Mixing Unit, Functional, and Integration Tests

In the above best practices list we touched on integrating unit, functional, and integration tests. You can reach full code and branch coverage via unit testing alone, but given that a true unit test requires mocking out all of the external dependencies in a given function you need to add tests that incorporate your functions as a group, rather than individual units. Functional tests are great for testing code paths, and only require you to mock out external services. Adding these into your test suite can make your code far more robust than unit testing alone, while minimizing the side effects inherent in testing your code.

However, we must also test what happens when interacting with these external services, which is when integration tests come into play. Integration tests should be built to run through all of the use cases of your software in an automated fashion, using as much of the code architecture as is feasible. The goal is to emulate a production environment as much as possible, meaning that every service must be exercised, and every integration point hit. This can be done through tools such as Karma, or external tools such as Selenium, SoapUI, and any of a number of other automated browser testing tools.
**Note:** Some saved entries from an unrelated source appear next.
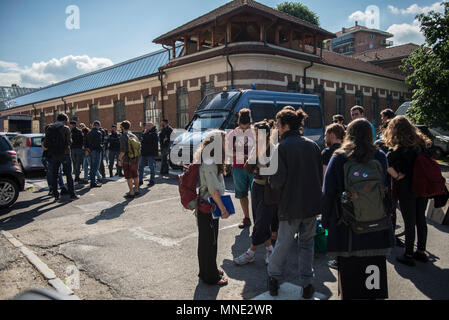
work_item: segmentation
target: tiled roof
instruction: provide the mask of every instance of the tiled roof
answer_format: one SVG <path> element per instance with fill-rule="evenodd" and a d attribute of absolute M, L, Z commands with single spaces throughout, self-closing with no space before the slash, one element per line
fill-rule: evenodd
<path fill-rule="evenodd" d="M 312 30 L 316 31 L 318 34 L 323 34 L 323 35 L 325 35 L 326 37 L 329 37 L 329 38 L 334 38 L 335 37 L 335 34 L 329 32 L 327 30 L 324 30 L 324 29 L 318 27 L 317 25 L 314 25 L 314 24 L 312 24 L 310 22 L 307 22 L 307 21 L 304 21 L 302 19 L 296 18 L 296 17 L 291 16 L 291 15 L 289 15 L 287 13 L 275 10 L 273 8 L 265 6 L 265 5 L 263 5 L 261 3 L 258 3 L 256 1 L 253 1 L 253 0 L 234 0 L 234 1 L 231 1 L 231 2 L 229 2 L 227 4 L 225 4 L 225 5 L 217 8 L 217 9 L 215 9 L 215 10 L 205 14 L 205 15 L 202 15 L 199 18 L 196 18 L 195 20 L 192 20 L 192 21 L 190 21 L 190 22 L 188 22 L 188 23 L 186 23 L 186 24 L 184 24 L 184 25 L 182 25 L 182 26 L 180 26 L 180 27 L 178 27 L 178 28 L 176 28 L 176 29 L 174 29 L 174 30 L 172 30 L 172 31 L 170 31 L 170 32 L 168 32 L 168 33 L 158 37 L 158 38 L 156 38 L 156 39 L 154 39 L 153 42 L 160 43 L 163 40 L 166 40 L 166 39 L 171 38 L 173 36 L 180 35 L 180 34 L 182 34 L 184 32 L 190 31 L 190 30 L 192 30 L 194 28 L 197 28 L 199 26 L 205 25 L 207 23 L 214 22 L 215 19 L 217 19 L 217 18 L 219 18 L 221 16 L 224 16 L 226 14 L 229 14 L 229 13 L 232 13 L 234 11 L 237 11 L 239 9 L 244 9 L 244 8 L 257 10 L 257 11 L 263 12 L 265 14 L 269 14 L 271 16 L 274 16 L 276 18 L 283 19 L 285 21 L 291 22 L 293 24 L 300 25 L 302 27 L 306 27 L 306 28 L 312 29 Z"/>
<path fill-rule="evenodd" d="M 374 75 L 379 75 L 382 77 L 393 78 L 396 80 L 405 80 L 405 77 L 399 74 L 392 73 L 384 68 L 375 66 L 371 63 L 354 59 L 351 57 L 347 57 L 341 54 L 338 54 L 333 51 L 323 50 L 323 59 L 322 62 L 327 65 L 350 69 L 359 72 L 370 73 Z"/>
<path fill-rule="evenodd" d="M 370 29 L 370 28 L 367 28 L 367 27 L 361 26 L 361 25 L 356 25 L 356 26 L 353 26 L 353 27 L 350 27 L 350 28 L 344 28 L 344 32 L 343 31 L 338 31 L 335 34 L 337 35 L 337 37 L 341 37 L 341 36 L 344 36 L 345 34 L 355 33 L 357 31 L 366 31 L 366 32 L 372 32 L 372 33 L 380 33 L 380 34 L 385 35 L 385 36 L 387 36 L 389 38 L 394 36 L 393 34 L 391 34 L 389 32 L 386 32 L 386 31 L 383 31 L 383 30 L 378 30 L 378 29 Z"/>
<path fill-rule="evenodd" d="M 182 46 L 177 47 L 176 55 L 179 56 L 182 50 Z M 117 85 L 156 74 L 159 67 L 168 62 L 167 51 L 159 50 L 108 68 L 56 83 L 33 93 L 5 101 L 5 103 L 9 108 L 14 108 Z"/>
<path fill-rule="evenodd" d="M 416 51 L 419 48 L 417 44 L 407 43 L 401 46 L 390 47 L 390 48 L 382 48 L 382 49 L 374 49 L 365 51 L 358 55 L 355 55 L 354 58 L 366 61 L 366 62 L 374 62 L 376 60 L 390 60 L 395 58 L 404 58 L 408 57 L 412 52 Z"/>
Having a Robust QA Process

All of the above best practices are useless without a dedicated QA process. A QA resource on your team should be tasked both with verifying any new functionality and finding any bugs in the existing code base through experimentation. While unit, functional, and integration tests can get you most of the way to a robust code base, you cannot be certain of your code base’s quality without the human element of someone attempting to use the product in ways in which you did not attend. Much as an author has an editor, you should want a QA resource to serve as a check on your development team.

Conclusion

There’s no one right answer to successful testing practices. While metrics such as code and branch coverage are useful for gauging quality, they should not be goals in and of themselves. By following testing best practices, you can get most of the way to high code and branch coverage without explicitly focusing on those goals. Furthermore, leveraging robust integration tests can help to exercise dependencies that your basic testing suite might not otherwise hit. Finally, a dedicated QA resource can leverage a wealth of experience and skills that can help find holes in your code base, making your product more robust. Following all of the above will not give you 100% certainty in the quality of your code, but it will get you as close as is humanly possible.